Netzwerktagung mit der Georg-August Universität auf dem Hof Bettenrode zum Thema "Wie lernt eigentlich das Pferd"

Zum zweiten Mal hat die Universität Göttingen zum internationalen Netzwerktag "Pferdewissen" eingeladen. Dieses Mal mit einem Praxisteil auf dem Hof Bettenrode. 250
Teilnehmer waren dazu angereist und konnten sich spannende Beiträge zum Lernverhalten des
Pferdes ansehen.

Prof. Uta König von Borstel stieg dafür mit Erkenntnissen der Wissenschaft zum Thema "
Wie lernt eigentlich das Pferd" ein. Sie konnte den Zuschauern Ihre Aussagen durch praktische
Demonstrationen am Boden gut verständlich nahe bringen. Dafür wurden Übungen
abgefragt, wie über eine Plane gehen und einfache Gehorsamslektionen. Jeder
"Pferdemensch" weiß, wie schwer so scheinbar einfache Dinge für das
Fluchttier Pferd sein können.

Der australische Dressurreiter und Verhaltensexperte Warwick McLean ritt im Anschluss das Pferd "Wirbelwind". Er zeigte eindrucksvoll wie der Mensch das Pferd an neue Situationen
heranführt und man schwierige Situationen in den Kontext der Natur des Pferdes einordnen und lösen kann.

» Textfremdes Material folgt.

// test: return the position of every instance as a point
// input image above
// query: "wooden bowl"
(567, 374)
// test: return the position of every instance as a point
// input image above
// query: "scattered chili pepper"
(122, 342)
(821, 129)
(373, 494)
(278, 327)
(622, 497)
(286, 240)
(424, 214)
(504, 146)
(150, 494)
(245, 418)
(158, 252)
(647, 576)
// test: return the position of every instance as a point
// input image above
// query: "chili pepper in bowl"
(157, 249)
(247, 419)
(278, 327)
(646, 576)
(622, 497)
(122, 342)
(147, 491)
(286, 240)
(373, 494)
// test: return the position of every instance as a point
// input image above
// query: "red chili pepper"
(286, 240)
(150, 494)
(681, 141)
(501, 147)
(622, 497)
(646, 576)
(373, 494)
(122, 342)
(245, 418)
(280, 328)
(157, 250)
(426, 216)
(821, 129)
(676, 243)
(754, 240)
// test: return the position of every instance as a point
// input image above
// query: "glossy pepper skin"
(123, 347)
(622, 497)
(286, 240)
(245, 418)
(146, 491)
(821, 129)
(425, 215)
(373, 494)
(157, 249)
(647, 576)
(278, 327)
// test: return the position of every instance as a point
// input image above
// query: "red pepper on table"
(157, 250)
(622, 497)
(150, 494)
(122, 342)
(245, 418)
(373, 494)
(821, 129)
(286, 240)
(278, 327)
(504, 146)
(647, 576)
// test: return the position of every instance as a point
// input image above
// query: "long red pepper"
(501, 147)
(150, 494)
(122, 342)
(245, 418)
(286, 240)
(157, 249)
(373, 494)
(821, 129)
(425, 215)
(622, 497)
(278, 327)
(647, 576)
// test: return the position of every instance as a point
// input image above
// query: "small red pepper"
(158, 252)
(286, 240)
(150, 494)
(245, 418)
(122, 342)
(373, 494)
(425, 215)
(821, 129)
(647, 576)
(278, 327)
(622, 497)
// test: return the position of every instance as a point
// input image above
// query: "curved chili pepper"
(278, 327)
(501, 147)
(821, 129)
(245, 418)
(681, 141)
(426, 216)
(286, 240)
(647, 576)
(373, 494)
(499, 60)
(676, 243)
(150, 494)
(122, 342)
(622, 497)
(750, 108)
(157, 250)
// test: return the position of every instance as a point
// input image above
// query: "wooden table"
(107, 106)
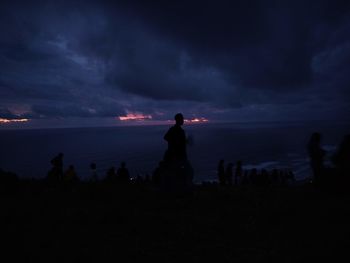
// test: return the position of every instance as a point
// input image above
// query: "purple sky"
(87, 62)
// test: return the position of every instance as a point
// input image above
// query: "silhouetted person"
(221, 172)
(94, 177)
(341, 158)
(70, 176)
(238, 173)
(316, 154)
(123, 173)
(176, 139)
(229, 173)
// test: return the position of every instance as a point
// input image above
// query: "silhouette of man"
(176, 139)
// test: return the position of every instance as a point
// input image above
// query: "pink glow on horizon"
(196, 120)
(135, 117)
(12, 120)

Zum Abschluss stellte Gastgeber Philipp Hess noch ein blindes Pferd vor und zeigte so, wie essentiell Vertrauen im Umgang mit dem Pferd ist. Wenn sich das Fluchttier Pferd ohne Sehvermögen einem Reiter in solch einer Art und Weise anvertraut, ist das gelebte Harmonie und das Ziel der Reiterei.